Here come the breadth thrust buy signals
Key points:
- A ratio between advancing and declining issues for the S&P 1500 surged higher
- The burst in participation triggered a new breadth thrust buy signal on Thursday
- The S&P 500 rallied 97% of the time over the next 12 months after other signals
- If I isolate instances that occurred in a bear market, the S&P 500 rallied 100% of the time a year later
- High yield bonds also triggered a breadth thrust buy signal
- After similar signals, stocks and high yield bonds were higher 100% of the time a year later
Advancing issues are outpacing declining issues, triggering a breadth thrust alert
The breadth thrust model identifies when the 10-day sum of S&P 1500 advancing issues exceeds the 10-day sum of S&P 1500 declining issues by 1.97 to 1. I use a reset condition to screen out repeats, which requires the ratio to fall below 0.8 before a new signal can trigger again.
The breadth thrust or otherwise known as breakaway momentum, was made famous by the legendary market analyst Walter Deemer. The original concept used NYSE issues, which did not trigger a signal on Thursday.
It's important to note that the new signal from a basket of stocks across all market capitalizations coincided with a thrust from members in the more economically sensitive S&P 400 and 600 indexes. i.e., mid and small-cap stocks. If you were wondering, the S&P 500 narrowly missed a signal on Thursday.
Due to the limited history of the all-cap index, I apply the S&P 1500 signals to the S&P 500 index.

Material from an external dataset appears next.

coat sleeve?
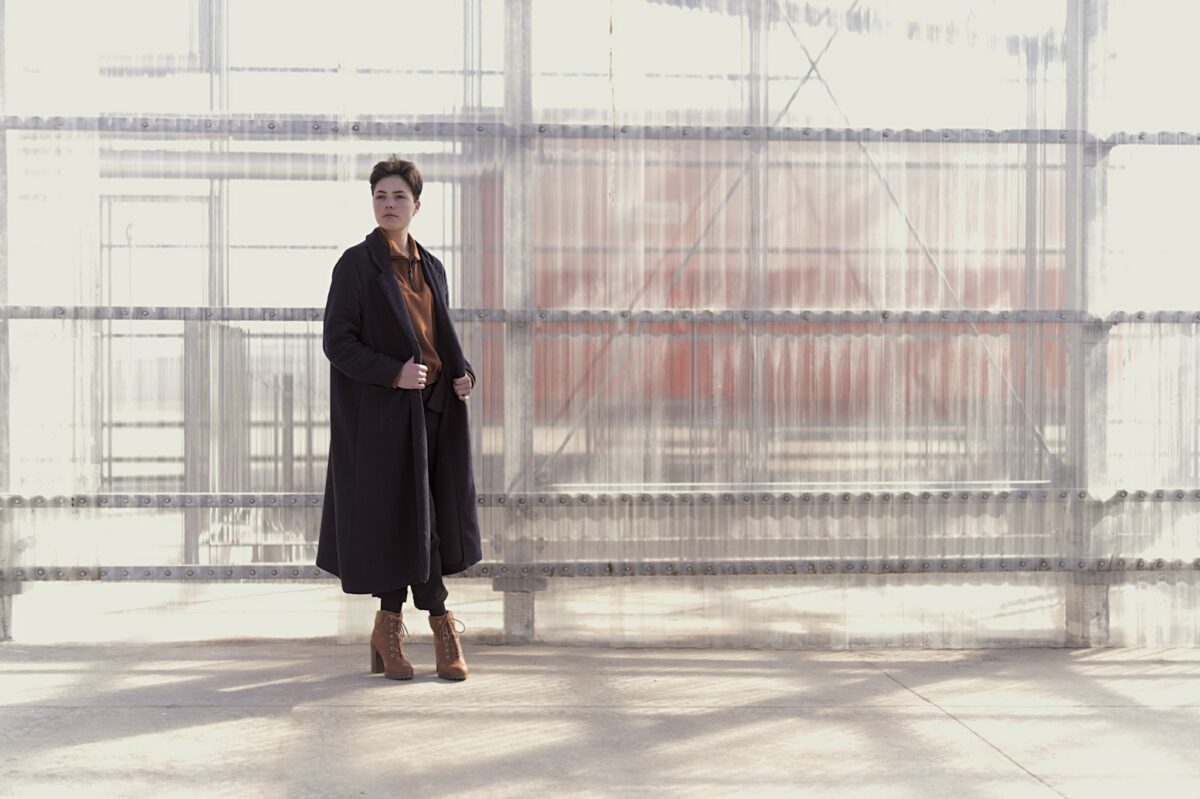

Similar surges in participation preceded gains 97% of the time
This model generated a signal 35 other times over the past 52 years. After the others, S&P 500 future returns, win rates, and z-scores were excellent across all time frames. A year later, large-cap stocks were higher 97% of the time. And, the one drawdown in that period was -5.6%. However, the most recent signal on 1/4/22 is a good reminder that no single indicator is infallible, especially when Federal Reserve policy is unfriendly.

Signals associated with a bear market
If I isolate instances that occurred after the S&P 500 closed down 20% from a high, the model triggered a signal 8 other times in the last 52 years. After the others, S&P 500 future returns, win rates, and z-scores were excellent across all time frames. The signal has a perfect record 6 & 12 months later. However, the alert in December 2008 is a good reminder that the path to higher stock prices is not always smooth.

High yield bond breadth thrust signals
I use the same breadth thrust model/concept for high-yield bonds. However, the threshold level for a signal is 1.59/1.

Similar surges in participation preceded gains 100% of the time for stocks
This model generated a signal 12 other times over the past 18 years. After the others, S&P 500 future returns, win rates, and z-scores were excellent across all time frames. A year later, large-cap stocks were higher 100% of the time. However, the signal on 1/2/09 acts as a good reminder that alerts can trigger during a big bear market bounce.

Similar surges in participation preceded gains 100% of the time for high-yield bonds
High bonds performed exceptionally well with a 100% win rate across the 3, 6, and 12-month periods. And the January 2009 signal, which was unfavorable for equities, experienced a relatively mild drawdown 2 months later. I would keep a close eye on the high-yield bond market, especially if you're in the recession camp.

What the research tells us...
When the ratio between advancing and declining issues surges in favor of advancing issues, the burst in participation provides a new energy source for the market. Similar setups to what we're seeing now have preceded rising S&P 500 prices across every time frame, with notable long-term results. The high yield bond market joined the party with a breadth thrust buy signal that suggests higher stock and high yield bond prices, especially a year later. While the market breadth backdrop for stocks and high yield bonds looks more constructive, we must remember that a rocky road lies ahead as long as inflation and the Fed remain unfriendly.